Are you an online education charlatan?

10 05 2011

While I still don’t have a good bumper sticker for the argument that I used to misclassify, a commentator from Down Under reminded me that I tend to be a little harsh about online education:

I’d buy your bumper sticker in the long form, but I have to speak up for online education charlatans, of whom I’m one. Down here in Australia we’re also being told that the solution to the bubble is to let it float up to the cloud, and believe me this is even more alarming to those of us who really are trying to teach all sorts of things meaningfully, quietly and quite well online.

Certainly, not everyone involved with online education is a charlatan. I know some people who are doing really interesting things with distance learning, especially in history. The question of whether or not you’re a charlatan revolves around motives. Consider this current story from the Huffington Post:

The New York Times Knowledge Network and New Jersey’s Fairleigh Dickinson University are teaming up to offer online courses in subjects ranging from homeland security studies to global health care.

The courses will be open to all students and they may be taken individually or used toward an academic certificate.

Why doesn’t the New York Times offer its digital services simply to the existing students on the FDU campus? The answer is easy: They need the money that online students can provide. Serving the students attending Fairleigh Dickinson in New Jersey simply isn’t a big enough market for a company that desperate.

The people I know in online education who are not charlatans tell me that creating a good online education course takes much more work than teaching it face-to-face. You can’t just upload your lectures and call it good. Especially in history, you need to rethink the entire way that you present facts and foster discussion and analysis.

I’d like to think the NYT has the best interests of Fairleigh Dickinson’s students at heart, but somehow I doubt it.

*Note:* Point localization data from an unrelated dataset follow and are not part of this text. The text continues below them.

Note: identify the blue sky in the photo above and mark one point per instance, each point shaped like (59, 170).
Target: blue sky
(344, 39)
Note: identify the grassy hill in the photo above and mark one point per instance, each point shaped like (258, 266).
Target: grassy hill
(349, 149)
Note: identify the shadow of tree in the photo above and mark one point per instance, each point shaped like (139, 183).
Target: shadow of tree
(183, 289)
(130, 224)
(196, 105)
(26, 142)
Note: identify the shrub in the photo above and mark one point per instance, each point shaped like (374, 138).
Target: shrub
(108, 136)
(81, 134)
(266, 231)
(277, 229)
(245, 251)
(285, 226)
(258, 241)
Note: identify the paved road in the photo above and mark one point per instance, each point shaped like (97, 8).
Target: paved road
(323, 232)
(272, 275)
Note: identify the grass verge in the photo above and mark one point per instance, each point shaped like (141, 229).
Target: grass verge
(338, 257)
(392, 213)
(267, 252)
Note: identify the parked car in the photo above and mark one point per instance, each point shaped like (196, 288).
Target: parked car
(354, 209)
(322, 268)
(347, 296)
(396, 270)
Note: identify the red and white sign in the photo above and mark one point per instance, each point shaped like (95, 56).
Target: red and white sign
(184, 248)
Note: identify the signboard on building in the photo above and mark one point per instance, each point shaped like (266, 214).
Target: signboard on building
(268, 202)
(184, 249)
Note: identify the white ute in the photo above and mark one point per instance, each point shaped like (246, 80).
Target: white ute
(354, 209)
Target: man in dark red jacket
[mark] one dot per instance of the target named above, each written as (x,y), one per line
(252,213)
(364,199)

Being a slave to the bottom line is a pretty good indicator that you’re an online education charlatan.



8 responses

10 05 2011
Middle Seaman

We have no influence over trends, administration and even deans. All we can do is improve the quality of teaching, thereby fighting the war on our preferred field.

Face-to-face is the worst way to educate students (the majority). Only interactive, discussion-like and prepared form of studying really works. Even when you teach analytically difficult topics, in face-to-face mode, fails to convey depth and details to the students.

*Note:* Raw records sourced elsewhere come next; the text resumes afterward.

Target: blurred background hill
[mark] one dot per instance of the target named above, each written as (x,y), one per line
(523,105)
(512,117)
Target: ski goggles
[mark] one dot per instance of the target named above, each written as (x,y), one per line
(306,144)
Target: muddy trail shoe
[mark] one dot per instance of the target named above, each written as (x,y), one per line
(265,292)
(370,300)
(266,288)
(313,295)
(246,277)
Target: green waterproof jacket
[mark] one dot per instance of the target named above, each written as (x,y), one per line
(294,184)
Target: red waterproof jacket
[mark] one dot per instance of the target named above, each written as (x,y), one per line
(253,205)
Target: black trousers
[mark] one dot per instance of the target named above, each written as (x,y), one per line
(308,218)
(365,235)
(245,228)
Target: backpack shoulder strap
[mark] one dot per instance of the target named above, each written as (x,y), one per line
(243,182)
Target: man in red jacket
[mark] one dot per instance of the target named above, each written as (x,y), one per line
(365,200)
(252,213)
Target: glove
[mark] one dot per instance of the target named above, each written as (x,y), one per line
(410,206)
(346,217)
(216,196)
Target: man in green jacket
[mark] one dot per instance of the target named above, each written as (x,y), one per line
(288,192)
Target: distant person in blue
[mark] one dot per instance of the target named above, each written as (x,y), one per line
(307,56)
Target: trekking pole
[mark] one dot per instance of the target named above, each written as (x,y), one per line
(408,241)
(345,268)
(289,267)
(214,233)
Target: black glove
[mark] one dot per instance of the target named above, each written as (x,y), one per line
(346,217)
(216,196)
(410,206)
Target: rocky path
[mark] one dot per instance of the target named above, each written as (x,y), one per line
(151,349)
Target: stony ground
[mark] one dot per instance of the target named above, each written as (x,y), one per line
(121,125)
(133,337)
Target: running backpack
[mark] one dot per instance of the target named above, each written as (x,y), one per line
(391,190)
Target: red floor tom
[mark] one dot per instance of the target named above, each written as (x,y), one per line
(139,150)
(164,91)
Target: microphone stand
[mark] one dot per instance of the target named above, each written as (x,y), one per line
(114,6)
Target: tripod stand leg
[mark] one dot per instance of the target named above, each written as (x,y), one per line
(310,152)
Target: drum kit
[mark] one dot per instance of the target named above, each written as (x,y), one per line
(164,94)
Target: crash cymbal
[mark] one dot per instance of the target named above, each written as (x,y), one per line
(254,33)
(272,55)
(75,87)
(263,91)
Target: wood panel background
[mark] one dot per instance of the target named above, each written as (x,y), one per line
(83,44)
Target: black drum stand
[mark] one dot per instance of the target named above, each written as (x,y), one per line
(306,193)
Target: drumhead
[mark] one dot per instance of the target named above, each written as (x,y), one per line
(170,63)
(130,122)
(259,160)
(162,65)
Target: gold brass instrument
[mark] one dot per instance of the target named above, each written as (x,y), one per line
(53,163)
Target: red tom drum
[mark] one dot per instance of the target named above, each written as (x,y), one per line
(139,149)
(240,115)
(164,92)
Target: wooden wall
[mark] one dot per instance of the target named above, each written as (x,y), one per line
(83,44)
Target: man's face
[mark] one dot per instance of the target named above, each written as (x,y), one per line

Currently, analytical courses online seem impossible, but non-analytical face-to-face teaching doesn’t work well even now.

If we could make everything interactive and discussion-like, online will not be an option. For years I tried to move the department towards seminar-type teaching on all levels. The answer always is dropping the topic.

10 05 2011
Jonathan Rees


Perhaps it comes from our different disciplines, but I couldn’t disagree more about your evaluation of face-to-face instruction. Discussion in an effort to bring out analytical points is just about the only way I know to get at the subtleties of history. Even if I could type fast enough to get a good analytical discussion going, you lose a lot without the ability to challenge students (and they you) in the middle of a thought.

Facts, facts and more facts is just plain dull – for me and for them.

11 05 2011
Middle Seaman

I may have failed to explain myself well enough. My experience with material that has no major intellectual obstacles is best describe by a former teacher who is a Nobel laureate. He asked us about our preferred style: “do you want vomit or problem solving?” Frontal vomit can be replaced by a textbook or an online course. Problem solving, i.e. digging in deeply, is best done face-to-face.

I attended classes in history, sociology, economics and linguistics. (I am a old pain.) I didn’t notice different styles of teaching for different topics. (May be in some art classes.)

11 05 2011
Music for Deckchairs

I’m late to this conversation, and perhaps should now change my name to Online Charlatan, which has quite a stylish ring, but I did want to send a small, polite cheer to your correspondent who feels that there are some weaknesses in face-to-face teaching. To me, these are increasing, just as the problems arising from online privateering are getting a bit worse. It’s just that face-to-face becomes our big taken for granted value, when the reality is that for many students its a practice of presenteeism. They’re with us, but they’re not necessarily listening, nor necessarily well prepared for the kind of socratic enquiry you’re advocating and that’s partly because they’re supposed to be in three other places at the same time, and also because their classes are overenrolled and we don’t know who they are.

So I’m not sure one method or another represents a magic bullet, because the problem isn’t mode of delivery, it’s institutional attitude, to which we are all more or less captive at the moment.

I read your earlier postings on online courses with interest.